= Prime Time Sports =

Sports radio talk show

Prime Time Sports was a sports radio talk show produced from the studios of CJCL, Sportsnet 590 The Fan, in Toronto, Ontario, Canada. The show was hosted by Bob McCown until June 21, 2019, when McCown left the show. After his departure, the show was hosted by Jeff Blair, with Stephen Brunt or Richard Deitsch serving as co-hosts until its final show on October 11, 2019.

The program was simulcast on CJCL's sister cable networks Sportsnet, Sportsnet One and Sportsnet 360.

==History==
The show was first broadcast on October 2, 1989, as a syndicated sports radio talk show from 6:10 pm – 7:00 pm EST with Bob McCown as the host and Bill Watters as co-host. Newspaper columnist Jim Hunt later became co-host of the program, after Watters left to become assistant general manager of the Toronto Maple Leafs. When CJCL changed their format to all-sports radio in 1992, Prime Time Sports became the station's afternoon drive show, while also being syndicated nationwide. In 1993, McCown was reassigned as the station's new morning show host, and Dan Shulman became the program's host in his place. Hunt continued on in his role as co-host. In 1995, Shulman left the station to join TSN, and McCown was re-united with Hunt. Hunt was co-host until 2000 when he was let go by the station. In 2004, Rogers Sportsnet began simulcasting the show on television. In 2005, the program began making the 6:00 p.m. to 7:00 p.m. audio content available as a podcast and streaming audio on The FAN 590's website. By 2009, all three hours of the show were available as a podcast. In 2009, the show was available on the "East" regional feed only. In July 2010, the show's live broadcast hours were changed from 4:00–7:00 p.m.

Howard Berger was the first producer of Prime Time Sports. Chris Clarke took over one year later and produced the show for eight years. However, Ryan Walsh is the longest tenured producer of Prime Time Sports, spanning over a decade with McCown. Others who produced the show include Matt Marchese, Mike Gentile, Greg Sansone, Mike Damergis, Jeff Azzopardi and Mark Boffo.

Since 2009, the co-hosting duties were usually provided on a weekly basis by either Stephen Brunt from The Globe and Mail newspaper or John Shannon, formerly the executive vice-president of programming and production for the NHL . A past co-host who still appeared regularly on the show was Doug Smith of the Toronto Star. Former co-host Jim Kelley of Sportsnet.ca and SI.com is now deceased.

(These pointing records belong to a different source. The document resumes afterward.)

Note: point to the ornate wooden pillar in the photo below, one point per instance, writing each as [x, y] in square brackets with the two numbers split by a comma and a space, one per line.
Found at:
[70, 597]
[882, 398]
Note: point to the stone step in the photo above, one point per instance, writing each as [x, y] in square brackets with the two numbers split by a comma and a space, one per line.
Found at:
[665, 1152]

In February 2011, McCown was reunited with Damien Cox of the Toronto Star; sharing co-hosting duties with Stephen Brunt. Later in April, the show's broadcast hours were changed back from 3:00 - 6:00 p.m, to 4:00 - 7:00 p.m.

In February 2018, Richard Deitsch joined PTS, accompanying Brunt as co-hosts of PTS with McCown.

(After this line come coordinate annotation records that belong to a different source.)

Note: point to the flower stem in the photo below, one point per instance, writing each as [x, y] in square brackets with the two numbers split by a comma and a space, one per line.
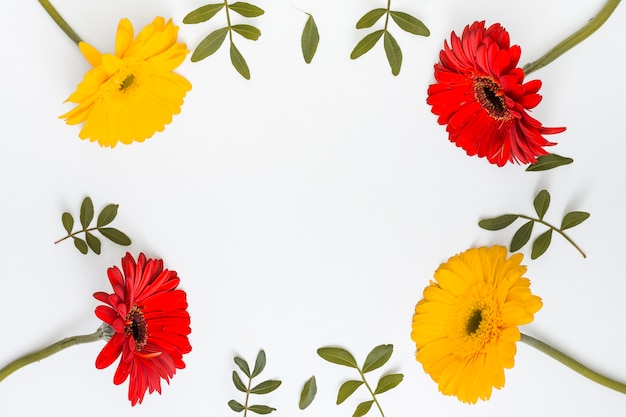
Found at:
[50, 350]
[58, 19]
[574, 39]
[573, 364]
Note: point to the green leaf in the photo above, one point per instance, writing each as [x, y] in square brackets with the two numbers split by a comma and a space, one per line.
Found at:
[540, 245]
[497, 223]
[363, 408]
[246, 9]
[81, 245]
[337, 355]
[86, 212]
[68, 222]
[370, 18]
[107, 215]
[239, 62]
[115, 236]
[310, 39]
[521, 237]
[209, 45]
[549, 161]
[202, 14]
[247, 31]
[541, 203]
[238, 382]
[243, 365]
[308, 393]
[347, 389]
[93, 242]
[388, 382]
[574, 218]
[265, 387]
[235, 406]
[410, 24]
[259, 363]
[394, 54]
[366, 44]
[261, 409]
[377, 357]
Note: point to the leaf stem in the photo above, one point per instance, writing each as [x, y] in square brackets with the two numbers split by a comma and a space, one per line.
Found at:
[50, 350]
[58, 19]
[559, 231]
[574, 364]
[580, 35]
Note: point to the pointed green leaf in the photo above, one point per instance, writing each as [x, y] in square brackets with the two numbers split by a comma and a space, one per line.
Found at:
[246, 9]
[540, 245]
[239, 62]
[393, 52]
[574, 218]
[497, 223]
[209, 45]
[107, 215]
[521, 237]
[259, 363]
[68, 222]
[410, 24]
[202, 14]
[549, 161]
[370, 18]
[377, 357]
[235, 406]
[81, 245]
[261, 409]
[243, 365]
[308, 393]
[363, 408]
[337, 355]
[247, 31]
[115, 236]
[93, 242]
[238, 382]
[310, 39]
[86, 212]
[347, 389]
[366, 44]
[388, 382]
[541, 203]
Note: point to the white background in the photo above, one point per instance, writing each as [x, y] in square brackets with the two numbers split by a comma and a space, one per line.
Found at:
[307, 207]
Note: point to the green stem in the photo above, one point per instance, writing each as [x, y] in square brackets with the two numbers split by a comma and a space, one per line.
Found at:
[50, 350]
[573, 364]
[58, 19]
[573, 40]
[559, 231]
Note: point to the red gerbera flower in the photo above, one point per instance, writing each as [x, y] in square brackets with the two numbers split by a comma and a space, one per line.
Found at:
[150, 322]
[480, 94]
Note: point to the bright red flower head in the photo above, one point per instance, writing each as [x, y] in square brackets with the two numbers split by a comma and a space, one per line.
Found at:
[151, 324]
[481, 96]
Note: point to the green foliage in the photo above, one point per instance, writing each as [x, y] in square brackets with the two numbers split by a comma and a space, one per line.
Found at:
[524, 233]
[264, 387]
[377, 357]
[86, 216]
[393, 52]
[215, 39]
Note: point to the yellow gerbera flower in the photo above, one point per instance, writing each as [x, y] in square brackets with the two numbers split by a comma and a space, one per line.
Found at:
[465, 327]
[128, 96]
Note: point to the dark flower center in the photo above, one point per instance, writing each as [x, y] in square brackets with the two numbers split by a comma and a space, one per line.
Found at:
[489, 94]
[136, 326]
[473, 323]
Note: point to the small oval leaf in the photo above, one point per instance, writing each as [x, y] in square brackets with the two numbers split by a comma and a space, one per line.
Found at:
[521, 237]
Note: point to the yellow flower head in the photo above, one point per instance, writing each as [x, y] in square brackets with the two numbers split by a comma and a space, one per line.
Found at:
[128, 96]
[465, 327]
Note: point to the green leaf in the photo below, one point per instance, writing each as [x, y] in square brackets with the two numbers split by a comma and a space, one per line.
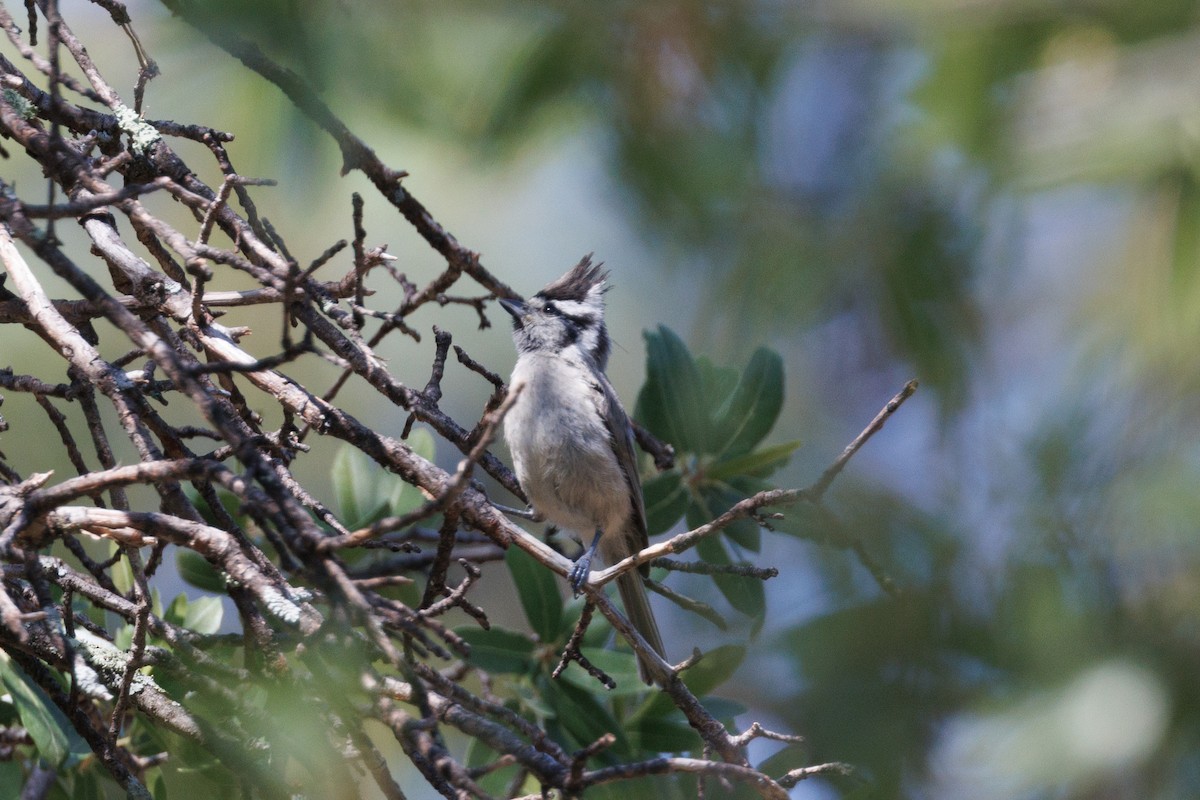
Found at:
[759, 463]
[196, 570]
[53, 735]
[711, 672]
[714, 668]
[744, 594]
[619, 665]
[717, 384]
[403, 497]
[538, 589]
[667, 734]
[583, 717]
[753, 408]
[670, 403]
[357, 487]
[498, 650]
[204, 615]
[719, 498]
[666, 499]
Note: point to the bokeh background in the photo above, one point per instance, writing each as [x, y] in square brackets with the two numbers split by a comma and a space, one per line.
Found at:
[999, 198]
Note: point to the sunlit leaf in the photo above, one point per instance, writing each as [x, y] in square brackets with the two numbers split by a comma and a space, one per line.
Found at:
[759, 463]
[753, 408]
[53, 735]
[204, 615]
[357, 487]
[196, 570]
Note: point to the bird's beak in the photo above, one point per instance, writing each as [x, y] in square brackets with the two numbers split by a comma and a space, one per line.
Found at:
[515, 307]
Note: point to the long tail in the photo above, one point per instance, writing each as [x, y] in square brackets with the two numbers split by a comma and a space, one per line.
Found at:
[637, 608]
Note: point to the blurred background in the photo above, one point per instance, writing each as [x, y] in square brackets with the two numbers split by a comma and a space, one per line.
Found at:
[997, 198]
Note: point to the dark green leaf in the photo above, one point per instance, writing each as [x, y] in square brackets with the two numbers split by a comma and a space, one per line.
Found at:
[358, 487]
[666, 499]
[754, 407]
[498, 650]
[403, 497]
[744, 594]
[717, 385]
[670, 403]
[719, 498]
[538, 589]
[663, 734]
[53, 735]
[714, 668]
[724, 709]
[619, 665]
[204, 615]
[197, 571]
[791, 757]
[711, 672]
[759, 463]
[585, 719]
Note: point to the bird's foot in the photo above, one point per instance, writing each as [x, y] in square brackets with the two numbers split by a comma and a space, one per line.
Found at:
[579, 573]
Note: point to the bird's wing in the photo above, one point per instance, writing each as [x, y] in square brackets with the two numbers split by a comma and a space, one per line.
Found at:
[621, 434]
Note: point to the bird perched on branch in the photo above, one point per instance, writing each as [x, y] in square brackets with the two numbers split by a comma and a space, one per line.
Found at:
[571, 441]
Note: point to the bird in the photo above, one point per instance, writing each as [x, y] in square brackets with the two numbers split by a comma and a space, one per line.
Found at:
[570, 439]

McCown's last PTS show was broadcast on June 21, 2019. Prior to the broadcast, it was speculated that he would be retiring; however, on the day before its broadcast, he posted this message on Twitter, "Okay - I am leaving Prime Time Sports and Rogers. But nobody can shut me up when I still have things to say. Stay tuned. "I'll be back!". After McCown's last broadcast of PTS, the show was hosted by Jeff Blair, along with co-hosts Stephen Brunt or Richard Deitsch. In September 2019, Sportsnet announced that Prime Time Sports would be replaced by a radio simulcast of the Sportsnet show Tim & Sid starting October 14. The final episode of Prime Time Sports aired on October 11, 2019, and with the end of Prime Time Sports, Blair, Brunt and Deitsch moved to a mid-afternoon time slot with the debut of Writers Bloc.

"Speed Demons", an instrumental piece of music by Simon Holland, served as the program's theme for a majority of its run.

==Format==
Between Monday and Thursday, McCown and his co-host conducted interviews with people making the sports news, and discussed sports issues with several analysts such as former host Shulman, Peter King (Sports Illustrated), and Nick Kypreos (formerly of Sportsnet). Among McCown's regular guest callers were boxing writer Bert Randolph Sugar and former football star Jim Brown, who played for McCown's hometown Cleveland Browns.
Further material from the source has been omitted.